The movements for climate justice seek to address the inequalities and discrimination that are generated or fueled by the impacts of climate change.
Therefore, a climate justice approach places at its center populations that are particularly vulnerable to the impacts of climate change. At the same time, climate justice seeks to recognize common but differentiated responsibilities between countries with different levels of development, demanding that the historic debt by the largest emitters of CO2 is honored. For example, this means to differentiate what each country should invest towards international funds on adaptation to climate change.
In the context of the negotiations under the United Nations Framework Convention on Climate Change (UNFCCC), or the annual COP, groups and countries with a focus on climate justice oppose 2 degrees Celsius as the proposed ultimate limit to global warming, and propose 1.5 degrees instead. Why? In general, to talk about a global average ignores the differentiated impacts that the average may have on the most vulnerable populations – in this case, 2 degrees would mean a warming of 3 degrees or more in parts of Africa, with devastating consequences, and would mean the complete sinking of island nations in the Pacific Ocean.

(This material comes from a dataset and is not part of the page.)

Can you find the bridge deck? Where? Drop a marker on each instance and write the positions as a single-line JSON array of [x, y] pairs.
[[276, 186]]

Another key aspect of the movement for climate justice is the rejection of false solutions to climate change, and the support for alternatives and answers that address the climate crisis from communities, taking into account the roots of the problem. False solutions are those responses to climate change based on “savior” technologies and market solutions, including for example the carbon credit market. Carbon credits are based on the principle that companies can pay to continue polluting, while the money from the credits supports conservation initiatives in other places. As has been investigated and reported on many occasions, this logic simplifies the complex reality of the climate and environmental crisis, perpetuates the unsustainable industrial model, gives false compensations, and distracts from what is really needed to address the problem.
An effective response cannot depend on what caused the climate crisis–the system crisis–in the first place: fossil fuels, mega industry, the search for private profit, and the private market. For example, in regards to adaptation and mitigation to climate change in the field of agriculture, the climate justice movement Via Campesina proposes:
“Farmers and indigenous systems of agriculture, hunting, fishing and herding that help care for the earth and food supply must be adequately supported with public funds and resources without condition. Market mechanisms, such as carbon sales and environmental services, should be removed immediately and replaced with actual measurements. To stop pollution is a duty that no one can avoid by buying rights to continue destroying. (…)
We repudiate and denounce the green economy as a new mask to hide increasing levels of corporate greed and food imperialism in the world, and as a brutal means to wash the face of capitalism, which only imposes false solutions such as climate-smart agriculture, carbon trading, REDD, geoengineering, GMOs, agrofuels, biocarbon, and all market solutions to the environmental crisis.
Our challenge is to restore another way of relating to nature and among communities. That is our duty and our right and therefore we continue to fight and are called to continue fighting tirelessly for the construction of food sovereignty, comprehensive agrarian reform and the recovery of indigenous territories, to end the violence of capitalism, and to restore farmer and indigenous agro-based production systems.”